この工場は、バイオテクノロジのお客様に特化し、バイオプロセスソリューション、高純度エタノール、IPA製品を提供し、製造工程では高品質のUSPグレードの精製水とWFI生成物を使用しています。サステナビリティ(持続可能性)を重視する同社は、エタノール製造工程で出る資材を農業など他の用途に利用し、廃棄物ゼロの施設を確保したいと考えていました。
パートナとのネットワーク構築
2019年に新施設の開発に着手した同社は、最新のプロセス技術や制御技術を工場に装備することを優先しました。ゼロから施設を建設するため、同社には工場の旧式なインフラによって運用が制限されることはありませんでした。グリーンフィールド・グローバル社の経営陣は、現在のニーズを満たし、将来の成長に対応できる工場を構築するためには、適応性と拡張性のあるアーキテクチャが重要であることを理解していました。
グリーンフィールド・グローバル社は、最先端のソリューションへの理解とアクセスを得るため、アルファ・オートメーション&コントロール社およびロックウェル・オートメーションと緊密に連携しました。ロックウェル・オートメーションのテクノロジは、グリーンフィールド・グローバル社の北米の施設ですでに広く使われており、信頼性が高いことが証明されていました。ロックウェル・オートメーションのシステム・インテグレータ・プログラムのパートナであるアルファ・オートメーション社は、ロックウェル・オートメーションのテクノロジを適切に組み合わせ、グリーンフィールド・グローバル社に貴重な統合サポートを提供する専門知識を有していました。グリーンフィールド・グローバル社が必要とする信頼性と拡張性を提供できる分散制御システム(DCS)を選択するにあたり、アルファ・オートメーション社はロックウェル・オートメーションの制御技術の最新世代であるPlantPAx 5.0を推奨しました。
予期せぬ試練
工場の設計は2020年1月に開始され、建設、土木工事、機器の設置、運用開始までのスケジュールが野心的に設定されました。通常であれば、このような施設の建設には12カ月程度を要するのですが、新施設の戦略的重要性を考慮し、前倒しで計画が進められました。しかし、2020年3月、COVID-19の流行により世界的なロックダウンが発生し、一夜にして目標期日までに施設を完成させることが困難になりました。
グリーンフィールド・グローバル社のMDであるケン・フィネガン氏は次のように述べています。「ロックダウンが始まった週は、約30社の請負業者が現場に来ていました。私たちは、作業員の安全を確保しながら、いかにして現場を開放し、作業を継続させるかを考えなければなりませんでした。」
この重要な時期にライフサイエンス部門をサポートするという緊急性を考慮し、当初の約束の時間は維持し、開発作業を急ぎました。そのため、遠隔操作による立上げや認定、遠隔操作によるトレーニングなど、制御機器の立上げにかわる方法を模索することになりました。

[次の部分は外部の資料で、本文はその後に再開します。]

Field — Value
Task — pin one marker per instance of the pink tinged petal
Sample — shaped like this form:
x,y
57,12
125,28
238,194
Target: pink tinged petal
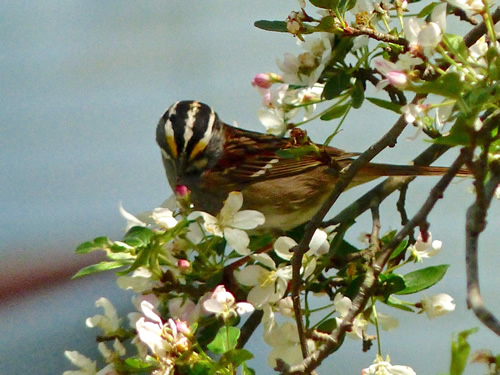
x,y
397,79
265,259
412,29
384,66
232,205
150,334
250,275
282,247
259,296
284,273
244,307
430,35
342,304
238,240
319,243
164,218
247,219
438,16
401,370
147,310
262,80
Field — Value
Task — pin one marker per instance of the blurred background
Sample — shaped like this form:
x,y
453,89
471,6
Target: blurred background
x,y
83,84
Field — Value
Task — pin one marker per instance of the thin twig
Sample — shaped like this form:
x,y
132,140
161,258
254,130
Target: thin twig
x,y
366,290
343,182
475,224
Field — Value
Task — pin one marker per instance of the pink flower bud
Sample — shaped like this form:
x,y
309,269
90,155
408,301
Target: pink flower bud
x,y
182,191
397,79
262,80
183,264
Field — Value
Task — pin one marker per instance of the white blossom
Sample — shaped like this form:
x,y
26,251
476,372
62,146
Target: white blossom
x,y
474,6
230,223
268,285
381,367
164,217
427,249
223,304
437,305
342,305
165,340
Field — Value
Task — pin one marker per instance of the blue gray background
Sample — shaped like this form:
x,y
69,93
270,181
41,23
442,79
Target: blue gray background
x,y
83,84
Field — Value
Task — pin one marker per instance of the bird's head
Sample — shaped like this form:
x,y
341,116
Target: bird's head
x,y
190,138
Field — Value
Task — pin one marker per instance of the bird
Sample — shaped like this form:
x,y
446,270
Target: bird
x,y
212,159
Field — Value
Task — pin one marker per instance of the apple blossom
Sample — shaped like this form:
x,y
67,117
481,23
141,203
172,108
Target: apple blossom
x,y
342,305
223,304
381,367
230,223
425,249
268,285
437,305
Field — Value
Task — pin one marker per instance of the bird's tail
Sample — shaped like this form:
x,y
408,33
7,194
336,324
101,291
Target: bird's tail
x,y
374,169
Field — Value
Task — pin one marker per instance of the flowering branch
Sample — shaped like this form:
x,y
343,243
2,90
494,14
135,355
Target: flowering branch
x,y
371,277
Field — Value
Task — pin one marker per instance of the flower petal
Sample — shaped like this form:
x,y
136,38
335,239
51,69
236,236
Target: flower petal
x,y
238,240
247,219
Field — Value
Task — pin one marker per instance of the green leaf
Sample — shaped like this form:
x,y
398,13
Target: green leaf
x,y
401,247
99,243
448,85
335,112
225,340
460,350
237,356
279,26
326,24
138,236
325,4
385,104
99,267
134,365
390,283
247,370
336,84
456,42
358,94
297,152
422,279
328,325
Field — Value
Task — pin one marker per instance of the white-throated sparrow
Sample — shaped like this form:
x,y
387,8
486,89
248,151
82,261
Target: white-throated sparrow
x,y
212,159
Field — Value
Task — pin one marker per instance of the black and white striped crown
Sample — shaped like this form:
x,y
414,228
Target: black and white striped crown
x,y
185,130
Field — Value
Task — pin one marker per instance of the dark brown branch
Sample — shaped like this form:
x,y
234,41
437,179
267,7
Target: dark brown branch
x,y
370,281
346,177
377,35
475,225
385,188
249,327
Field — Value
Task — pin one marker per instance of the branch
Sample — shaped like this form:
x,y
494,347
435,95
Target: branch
x,y
371,277
477,32
385,188
343,182
377,35
475,225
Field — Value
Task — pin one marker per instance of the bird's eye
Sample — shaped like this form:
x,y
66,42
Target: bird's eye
x,y
197,165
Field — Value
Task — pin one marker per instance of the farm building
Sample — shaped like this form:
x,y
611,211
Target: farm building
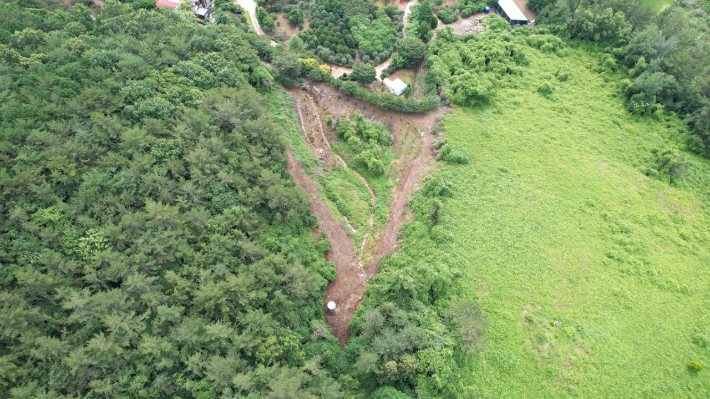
x,y
396,86
510,11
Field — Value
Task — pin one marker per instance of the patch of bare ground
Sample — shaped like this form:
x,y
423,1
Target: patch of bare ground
x,y
411,164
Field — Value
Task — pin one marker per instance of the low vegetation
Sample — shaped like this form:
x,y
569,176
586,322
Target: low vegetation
x,y
579,228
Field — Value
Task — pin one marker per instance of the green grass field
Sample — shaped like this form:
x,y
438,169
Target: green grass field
x,y
594,276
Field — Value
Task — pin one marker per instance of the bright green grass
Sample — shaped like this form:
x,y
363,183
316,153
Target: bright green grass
x,y
657,5
554,221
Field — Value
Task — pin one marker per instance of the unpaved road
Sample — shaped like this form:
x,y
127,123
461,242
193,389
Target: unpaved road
x,y
336,71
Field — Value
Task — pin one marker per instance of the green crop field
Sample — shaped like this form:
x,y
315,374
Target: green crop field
x,y
593,275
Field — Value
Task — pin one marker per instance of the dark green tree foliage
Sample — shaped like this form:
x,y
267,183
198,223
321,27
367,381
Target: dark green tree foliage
x,y
367,139
470,7
405,327
607,26
288,67
540,5
448,15
410,50
151,243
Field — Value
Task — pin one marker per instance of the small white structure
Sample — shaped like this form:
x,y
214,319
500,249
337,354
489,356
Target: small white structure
x,y
396,86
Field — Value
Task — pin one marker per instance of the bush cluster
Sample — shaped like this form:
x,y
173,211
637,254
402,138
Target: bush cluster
x,y
387,100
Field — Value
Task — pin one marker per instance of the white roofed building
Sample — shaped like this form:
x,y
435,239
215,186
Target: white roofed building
x,y
510,11
396,86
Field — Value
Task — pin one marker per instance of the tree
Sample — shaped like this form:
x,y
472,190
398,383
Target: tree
x,y
411,50
363,73
447,15
295,16
288,67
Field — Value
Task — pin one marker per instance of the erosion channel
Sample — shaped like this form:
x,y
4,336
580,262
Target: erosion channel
x,y
411,162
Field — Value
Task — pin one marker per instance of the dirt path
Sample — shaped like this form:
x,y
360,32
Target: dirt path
x,y
341,254
250,7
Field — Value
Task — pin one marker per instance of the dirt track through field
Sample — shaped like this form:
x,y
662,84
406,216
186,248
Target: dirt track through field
x,y
348,289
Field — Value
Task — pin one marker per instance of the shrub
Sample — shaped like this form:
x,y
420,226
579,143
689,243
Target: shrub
x,y
454,153
562,75
447,15
546,89
695,366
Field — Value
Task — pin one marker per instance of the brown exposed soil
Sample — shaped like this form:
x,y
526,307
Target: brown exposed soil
x,y
349,286
529,12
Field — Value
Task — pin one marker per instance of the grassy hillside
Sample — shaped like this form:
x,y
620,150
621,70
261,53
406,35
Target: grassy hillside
x,y
658,5
593,275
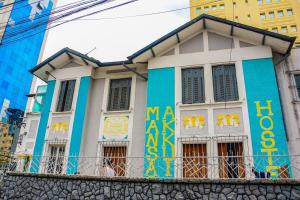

「私たちのアプローチは、大西洋の両岸にいるエンジニアや開発者が、24時間体制ですべてを稼働させるというものでした。
北米の利害関係者をプロセスに参加させ、重要な意思決定に関与させることができたのです。グリーンフィールド・グローバル社内のさまざまな部署や、当社のネットワーク全体を巻き込んだ、グローバルな取り組みでした。」と、ケン氏は付け加えました。